No quarto trimestre, os homens tiveram rendimento médio de R$ 4.094, enquanto as mulheres receberam, em média, R$ 3.175, mantendo uma desigualdade significativa no mercado de trabalho sul-mato-grossense.
Os dados também apontam disparidades quando analisado o recorte por cor ou raça. Trabalhadores que se declararam brancos tiveram renda média de R$ 4.499, valor superior ao recebido por pessoas pardas, que ganharam R$ 3.126, e por pessoas pretas, com média de R$ 3.162. A diferença mostra que a população parda recebe cerca de 29% a menos que a branca.

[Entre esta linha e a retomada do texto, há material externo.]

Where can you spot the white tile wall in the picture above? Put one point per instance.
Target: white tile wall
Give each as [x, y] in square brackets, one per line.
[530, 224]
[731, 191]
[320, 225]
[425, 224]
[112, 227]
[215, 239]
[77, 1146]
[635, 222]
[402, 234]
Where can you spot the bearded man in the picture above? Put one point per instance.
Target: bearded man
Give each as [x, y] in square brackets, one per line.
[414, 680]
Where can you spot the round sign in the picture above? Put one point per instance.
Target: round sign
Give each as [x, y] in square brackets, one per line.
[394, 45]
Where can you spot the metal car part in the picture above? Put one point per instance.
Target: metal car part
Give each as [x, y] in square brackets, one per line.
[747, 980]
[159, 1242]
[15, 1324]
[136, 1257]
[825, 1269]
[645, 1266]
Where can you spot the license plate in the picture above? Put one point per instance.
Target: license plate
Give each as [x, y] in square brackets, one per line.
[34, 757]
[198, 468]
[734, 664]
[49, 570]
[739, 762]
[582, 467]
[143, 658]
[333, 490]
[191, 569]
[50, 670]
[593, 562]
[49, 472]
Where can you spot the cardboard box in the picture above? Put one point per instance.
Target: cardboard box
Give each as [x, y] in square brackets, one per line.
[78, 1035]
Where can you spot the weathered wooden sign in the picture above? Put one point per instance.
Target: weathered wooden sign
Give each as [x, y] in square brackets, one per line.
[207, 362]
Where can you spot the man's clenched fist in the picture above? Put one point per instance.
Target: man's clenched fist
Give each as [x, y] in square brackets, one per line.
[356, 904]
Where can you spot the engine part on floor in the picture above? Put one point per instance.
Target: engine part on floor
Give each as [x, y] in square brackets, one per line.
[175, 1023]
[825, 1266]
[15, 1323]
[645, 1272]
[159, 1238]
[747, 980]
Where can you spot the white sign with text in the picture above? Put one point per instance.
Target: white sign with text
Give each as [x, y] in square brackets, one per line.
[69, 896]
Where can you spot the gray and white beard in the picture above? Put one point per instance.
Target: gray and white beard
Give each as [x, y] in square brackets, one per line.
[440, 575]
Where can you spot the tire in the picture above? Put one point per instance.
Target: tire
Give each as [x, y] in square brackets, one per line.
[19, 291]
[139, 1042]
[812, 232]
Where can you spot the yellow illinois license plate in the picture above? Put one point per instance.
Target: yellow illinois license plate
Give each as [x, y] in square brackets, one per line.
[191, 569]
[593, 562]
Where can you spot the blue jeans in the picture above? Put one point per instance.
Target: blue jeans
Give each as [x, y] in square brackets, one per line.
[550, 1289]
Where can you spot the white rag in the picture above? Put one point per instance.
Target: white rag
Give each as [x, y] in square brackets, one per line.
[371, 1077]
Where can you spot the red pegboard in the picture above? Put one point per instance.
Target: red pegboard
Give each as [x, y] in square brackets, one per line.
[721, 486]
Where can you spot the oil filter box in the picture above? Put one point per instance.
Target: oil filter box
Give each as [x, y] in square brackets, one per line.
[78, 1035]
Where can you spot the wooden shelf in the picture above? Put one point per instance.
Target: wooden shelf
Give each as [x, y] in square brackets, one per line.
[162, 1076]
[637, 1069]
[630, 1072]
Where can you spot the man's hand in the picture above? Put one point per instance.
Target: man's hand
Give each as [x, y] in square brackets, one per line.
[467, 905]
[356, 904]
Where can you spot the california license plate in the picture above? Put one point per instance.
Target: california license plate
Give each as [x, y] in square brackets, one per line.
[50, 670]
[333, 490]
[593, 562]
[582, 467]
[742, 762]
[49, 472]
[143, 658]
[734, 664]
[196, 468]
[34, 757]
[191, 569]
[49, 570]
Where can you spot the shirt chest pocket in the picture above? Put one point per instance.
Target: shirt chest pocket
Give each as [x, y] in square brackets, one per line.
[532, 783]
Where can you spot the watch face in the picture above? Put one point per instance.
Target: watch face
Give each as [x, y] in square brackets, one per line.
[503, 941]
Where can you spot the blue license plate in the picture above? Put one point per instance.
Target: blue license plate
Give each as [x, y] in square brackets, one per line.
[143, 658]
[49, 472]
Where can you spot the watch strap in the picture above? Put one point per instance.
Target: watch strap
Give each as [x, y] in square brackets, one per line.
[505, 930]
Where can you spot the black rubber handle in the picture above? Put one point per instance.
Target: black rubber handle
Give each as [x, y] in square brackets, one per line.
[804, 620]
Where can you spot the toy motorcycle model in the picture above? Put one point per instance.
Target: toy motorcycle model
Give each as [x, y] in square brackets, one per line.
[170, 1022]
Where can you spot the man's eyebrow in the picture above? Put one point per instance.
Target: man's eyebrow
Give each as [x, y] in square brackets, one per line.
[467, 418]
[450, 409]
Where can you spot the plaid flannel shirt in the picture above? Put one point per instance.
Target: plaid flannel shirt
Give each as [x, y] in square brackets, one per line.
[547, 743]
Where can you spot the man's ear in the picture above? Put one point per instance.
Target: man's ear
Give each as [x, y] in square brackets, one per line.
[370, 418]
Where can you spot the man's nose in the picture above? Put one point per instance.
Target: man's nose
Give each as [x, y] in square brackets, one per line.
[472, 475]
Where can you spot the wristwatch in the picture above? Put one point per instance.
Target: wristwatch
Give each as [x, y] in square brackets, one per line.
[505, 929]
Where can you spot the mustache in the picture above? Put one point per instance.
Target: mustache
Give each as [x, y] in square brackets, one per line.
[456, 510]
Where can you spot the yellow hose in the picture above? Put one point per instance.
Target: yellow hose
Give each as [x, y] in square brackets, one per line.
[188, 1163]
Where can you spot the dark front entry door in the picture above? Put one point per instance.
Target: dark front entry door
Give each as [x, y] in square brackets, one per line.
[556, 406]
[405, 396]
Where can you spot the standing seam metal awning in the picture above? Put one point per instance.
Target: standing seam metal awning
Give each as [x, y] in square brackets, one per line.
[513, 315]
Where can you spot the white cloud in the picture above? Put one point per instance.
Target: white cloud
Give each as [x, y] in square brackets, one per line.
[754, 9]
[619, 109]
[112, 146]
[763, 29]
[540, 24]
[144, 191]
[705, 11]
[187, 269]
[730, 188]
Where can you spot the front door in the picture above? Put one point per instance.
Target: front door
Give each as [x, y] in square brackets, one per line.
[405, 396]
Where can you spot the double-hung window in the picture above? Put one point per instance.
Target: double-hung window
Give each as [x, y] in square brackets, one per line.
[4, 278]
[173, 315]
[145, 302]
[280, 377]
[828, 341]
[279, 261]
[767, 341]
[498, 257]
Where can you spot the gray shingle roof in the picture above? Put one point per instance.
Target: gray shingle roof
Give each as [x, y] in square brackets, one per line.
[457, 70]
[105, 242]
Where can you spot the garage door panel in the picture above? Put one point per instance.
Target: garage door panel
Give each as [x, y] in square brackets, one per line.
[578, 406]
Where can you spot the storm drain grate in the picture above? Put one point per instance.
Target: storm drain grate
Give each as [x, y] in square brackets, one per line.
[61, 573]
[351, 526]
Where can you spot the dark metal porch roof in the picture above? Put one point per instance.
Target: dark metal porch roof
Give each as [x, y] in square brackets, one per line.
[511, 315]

Escolaridade - Outro fator que aprofunda a desigualdade salarial é o nível de instrução. Profissionais com ensino superior completo receberam, em média, R$ 5.960, enquanto trabalhadores com ensino médio completo tiveram rendimento de R$ 2.966, uma diferença superior a 100%.
Entre os trabalhadores com menor escolaridade, os rendimentos são ainda mais baixos. Pessoas sem instrução ou com menos de um ano de estudo tiveram média de R$ 1.999, segundo o levantamento.
De forma geral, o rendimento médio real habitual de todos os trabalhos em Mato Grosso do Sul ficou em R$ 3.693 no quarto trimestre, valor considerado estatisticamente estável em relação ao trimestre anterior e ao mesmo período de 2024.